# Supervised Learning: Fraud Detection in E-Commerce

## Problem Definition
The objective of this study is to develop a binary classification model capable of detecting fraudulent e-commerce transactions. The target variable represents whether a transaction is fraudulent (`1`) or legitimate (`0`). The outcome of this model is intended to support the early identification of fraudulent activity, improving online transaction security.

## Dataset Description
This project utilizes two publicly available datasets:
- `Dataset1.csv`: A detailed transactional dataset that includes demographic, behavioral, and transactional features.
- `Dataset2.csv`: A more compact dataset focused on user and transaction metadata.

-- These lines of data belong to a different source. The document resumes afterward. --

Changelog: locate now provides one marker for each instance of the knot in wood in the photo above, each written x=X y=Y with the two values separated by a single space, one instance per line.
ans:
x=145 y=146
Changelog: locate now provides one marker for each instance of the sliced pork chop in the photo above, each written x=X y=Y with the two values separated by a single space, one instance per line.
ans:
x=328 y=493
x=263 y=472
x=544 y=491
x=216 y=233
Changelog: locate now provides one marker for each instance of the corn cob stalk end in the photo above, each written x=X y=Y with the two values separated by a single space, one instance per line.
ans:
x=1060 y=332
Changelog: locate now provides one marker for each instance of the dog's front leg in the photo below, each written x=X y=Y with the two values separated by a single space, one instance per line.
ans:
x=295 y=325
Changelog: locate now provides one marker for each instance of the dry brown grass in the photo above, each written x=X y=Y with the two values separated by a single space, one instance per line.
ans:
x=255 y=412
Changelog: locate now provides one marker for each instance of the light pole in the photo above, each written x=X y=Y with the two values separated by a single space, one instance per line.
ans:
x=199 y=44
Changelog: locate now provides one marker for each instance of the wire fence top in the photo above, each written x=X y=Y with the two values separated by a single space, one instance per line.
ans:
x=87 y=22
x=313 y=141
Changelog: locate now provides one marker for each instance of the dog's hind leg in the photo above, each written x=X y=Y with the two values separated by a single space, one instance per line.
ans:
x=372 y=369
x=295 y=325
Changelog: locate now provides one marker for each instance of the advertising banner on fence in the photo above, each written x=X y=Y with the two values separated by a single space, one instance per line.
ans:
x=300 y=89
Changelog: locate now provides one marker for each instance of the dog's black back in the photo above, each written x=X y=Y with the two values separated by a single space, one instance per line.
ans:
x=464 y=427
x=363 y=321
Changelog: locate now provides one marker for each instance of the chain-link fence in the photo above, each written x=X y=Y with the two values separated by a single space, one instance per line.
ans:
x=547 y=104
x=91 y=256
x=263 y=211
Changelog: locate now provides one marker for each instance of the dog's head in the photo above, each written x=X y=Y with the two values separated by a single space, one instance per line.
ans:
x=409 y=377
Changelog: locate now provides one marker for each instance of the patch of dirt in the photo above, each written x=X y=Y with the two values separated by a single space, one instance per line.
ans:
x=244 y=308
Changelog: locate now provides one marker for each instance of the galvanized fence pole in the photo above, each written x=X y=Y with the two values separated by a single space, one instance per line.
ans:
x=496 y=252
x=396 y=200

Given their complementary nature, these datasets will be merged to construct a richer feature space for model training.
However, the datasets present differences in their structure and attribute naming, which necessitates a standardization process before merging.

## Setup and Data Loading
We begin by importing the necessary libraries and loading the datasets.

In [1]:
# Libraries
import pandas as pd
import numpy as np
import matplotlib.pyplot as plt
import seaborn as sb

from sklearn.model_selection import train_test_split
from sklearn.preprocessing import StandardScaler
from sklearn.tree import DecisionTreeClassifier
from sklearn.neighbors import KNeighborsClassifier
from sklearn.svm import SVC
from sklearn.metrics import accuracy_score, precision_score, recall_score, f1_score, confusion_matrix

# Load datasets
dataset1 = pd.read_csv('Datasets/Dataset1.csv')
dataset2 = pd.read_csv('Datasets/Dataset2.csv')

### Column Comparison
We first inspect the structure of both datasets to identify differences in column names and schema.

In [2]:
print("Dataset 1 Columns:\n", dataset1.columns, "\n")
print("Dataset 2 Columns:\n", dataset2.columns)

Dataset 1 Columns:
 Index(['Transaction ID', 'Customer ID', 'Transaction Amount',
       'Transaction Date', 'Payment Method', 'Product Category', 'Quantity',
       'Customer Age', 'Customer Location', 'Device Used', 'IP Address',
       'Shipping Address', 'Billing Address', 'Is Fraudulent',
       'Account Age Days', 'Transaction Hour'],
      dtype='object') 

Dataset 2 Columns:
 Index(['user_id', 'signup_time', 'purchase_time', 'purchase_value',
       'device_id', 'source', 'browser', 'sex', 'age', 'ip_address', 'class'],
      dtype='object')


### Standardization
Several columns in dataset2 refer to similar concepts as those in dataset1, although with different names. We rename those columns to ensure semantic alignment.

In [3]:
dataset2_renamed = dataset2.rename(columns={
    'user_id': 'Customer ID',
    'purchase_time': 'Transaction Date',
    'purchase_value': 'Transaction Amount',
    'device_id': 'Device Used',
    'ip_address': 'IP Address',
    'age': 'Customer Age',
    'class': 'Is Fraudulent'
})

Additionally, we add missing columns with 'NaN' to maintain consistency across datasets.

In [4]:
missing_columns = set(dataset1.columns) - set(dataset2_renamed.columns)
for col in missing_columns:
    dataset2_renamed[col] = np.nan

# Align column order to match dataset1
dataset2_aligned = dataset2_renamed[dataset1.columns]

### Merging the Datasets
With both datasets now aligned in schema, we concatenate them into a single unified dataset.

In [5]:
merged_data = pd.concat([dataset1, dataset2_aligned], ignore_index=True)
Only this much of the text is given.